The best thing we all can do is try to make our own systems secure. At home, that means:
Install a virus checker and update it regularly.
Consider a firewall - software that keeps hackers from directly attacking your PC and keeps rogue programs on your machine from communicating with the Net.
Don't be fooled into downloading any "helper" software from Web sites unless you're sure of the operator's bona fides.
Don't open any e-mail attachment unless you're sure of its authenticity - even stuff that appears to come from a friend. The most onerous worms and viruses are spread by people who click on these booby traps. And neither the government nor Microsoft can outlaw stupidity.
Lesser dangers of the electronic age: Last week, it was my turn to change the batteries in our smoke detectors. After the usual grumbling, climbing on chairs and wrestling ladders, I finished the last one, slipped the used 9-volt battery into my pocket and forgot about it.
An hour later, sitting at my computer, I felt a burning spot on my right leg. Jumping up, I stuck my hand in my pocket and my fingers ran into a handful hot coins - and a hotter battery. I'm sure the next minute of hopping and change-flinging would have qualified for America's Stupidest Home Videos.

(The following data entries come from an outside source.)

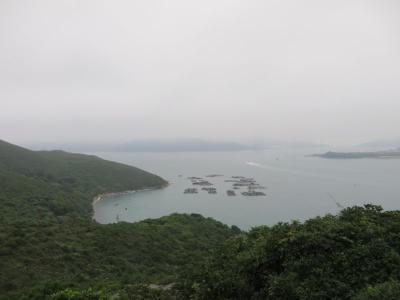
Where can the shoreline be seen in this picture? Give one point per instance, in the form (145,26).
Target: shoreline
(101,197)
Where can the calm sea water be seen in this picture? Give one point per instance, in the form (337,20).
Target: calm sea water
(298,187)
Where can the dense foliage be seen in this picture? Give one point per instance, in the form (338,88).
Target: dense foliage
(333,257)
(51,249)
(49,246)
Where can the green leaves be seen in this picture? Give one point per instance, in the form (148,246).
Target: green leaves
(332,257)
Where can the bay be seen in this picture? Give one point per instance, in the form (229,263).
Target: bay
(298,187)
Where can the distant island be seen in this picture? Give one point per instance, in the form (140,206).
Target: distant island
(386,154)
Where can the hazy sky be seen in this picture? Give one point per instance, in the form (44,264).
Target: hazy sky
(91,70)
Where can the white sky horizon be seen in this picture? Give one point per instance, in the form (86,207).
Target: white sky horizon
(316,71)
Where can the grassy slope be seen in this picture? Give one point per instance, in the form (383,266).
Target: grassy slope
(56,183)
(46,235)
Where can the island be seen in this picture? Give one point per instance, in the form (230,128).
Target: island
(386,154)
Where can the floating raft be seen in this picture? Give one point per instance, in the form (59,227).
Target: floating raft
(190,191)
(253,193)
(230,193)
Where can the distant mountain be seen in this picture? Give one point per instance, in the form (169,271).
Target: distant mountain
(387,144)
(176,145)
(179,145)
(394,154)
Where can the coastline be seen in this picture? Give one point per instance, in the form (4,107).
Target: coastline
(101,197)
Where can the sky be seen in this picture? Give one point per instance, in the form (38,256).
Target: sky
(92,70)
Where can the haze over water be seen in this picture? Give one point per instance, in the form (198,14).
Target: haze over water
(298,187)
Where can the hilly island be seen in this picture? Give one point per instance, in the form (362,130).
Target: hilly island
(50,248)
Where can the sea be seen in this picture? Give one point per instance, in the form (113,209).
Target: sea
(297,186)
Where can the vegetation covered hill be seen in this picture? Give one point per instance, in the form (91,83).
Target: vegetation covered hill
(54,184)
(48,241)
(51,249)
(355,255)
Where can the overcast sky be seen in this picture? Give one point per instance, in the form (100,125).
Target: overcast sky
(91,70)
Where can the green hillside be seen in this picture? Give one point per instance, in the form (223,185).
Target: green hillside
(48,241)
(51,184)
(51,249)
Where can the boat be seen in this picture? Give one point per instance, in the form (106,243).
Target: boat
(190,191)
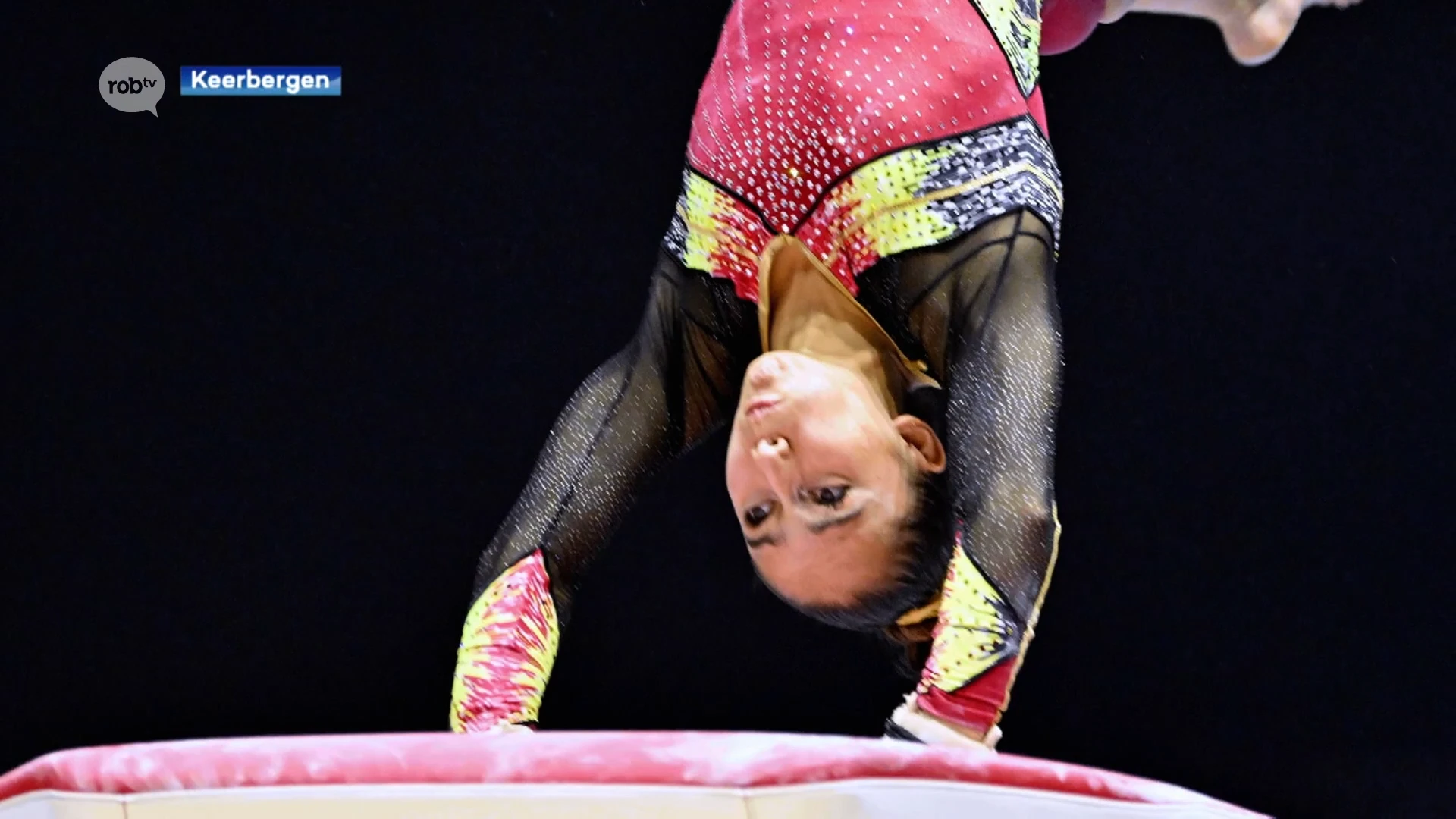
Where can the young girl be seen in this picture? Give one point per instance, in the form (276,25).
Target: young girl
(859,283)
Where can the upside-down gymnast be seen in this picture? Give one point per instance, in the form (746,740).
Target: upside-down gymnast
(858,280)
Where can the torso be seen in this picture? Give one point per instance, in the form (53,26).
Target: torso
(864,129)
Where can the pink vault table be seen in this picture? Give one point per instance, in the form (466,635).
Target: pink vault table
(601,774)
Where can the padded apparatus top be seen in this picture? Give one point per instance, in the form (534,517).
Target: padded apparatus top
(617,764)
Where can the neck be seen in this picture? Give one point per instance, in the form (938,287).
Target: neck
(813,318)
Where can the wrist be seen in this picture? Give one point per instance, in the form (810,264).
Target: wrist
(1116,9)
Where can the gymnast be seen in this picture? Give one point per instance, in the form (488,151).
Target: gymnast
(858,283)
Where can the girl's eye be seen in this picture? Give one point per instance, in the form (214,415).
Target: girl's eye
(829,496)
(756,515)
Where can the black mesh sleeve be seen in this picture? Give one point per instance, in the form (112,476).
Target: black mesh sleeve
(666,391)
(983,311)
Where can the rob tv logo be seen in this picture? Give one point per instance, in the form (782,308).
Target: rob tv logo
(133,85)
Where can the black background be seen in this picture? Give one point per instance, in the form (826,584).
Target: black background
(283,366)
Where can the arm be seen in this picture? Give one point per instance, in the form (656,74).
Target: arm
(1254,31)
(993,314)
(666,391)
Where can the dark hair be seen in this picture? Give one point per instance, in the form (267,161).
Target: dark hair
(927,538)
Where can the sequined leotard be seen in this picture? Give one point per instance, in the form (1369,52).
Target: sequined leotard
(905,143)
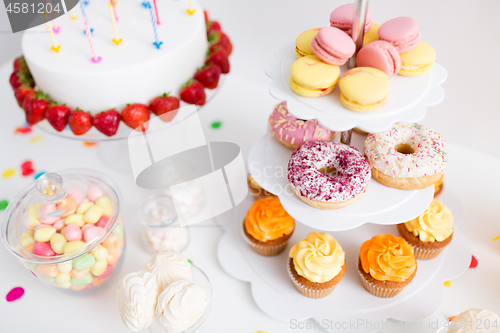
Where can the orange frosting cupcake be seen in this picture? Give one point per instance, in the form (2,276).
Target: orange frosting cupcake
(267,226)
(386,265)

What happened: A 9-volt battery has positive and negative terminals on the same end. And they're close enough to be bridged by any coin of our realm.
When I sat down, a coin must have bridged the terminals and gotten stuck there, creating a short circuit that produced a heck of a lot more heat than I ever thought a little battery could generate - particularly a nearly-dead one.
So, if you have to get rid of a 9-volt, be careful where you put it.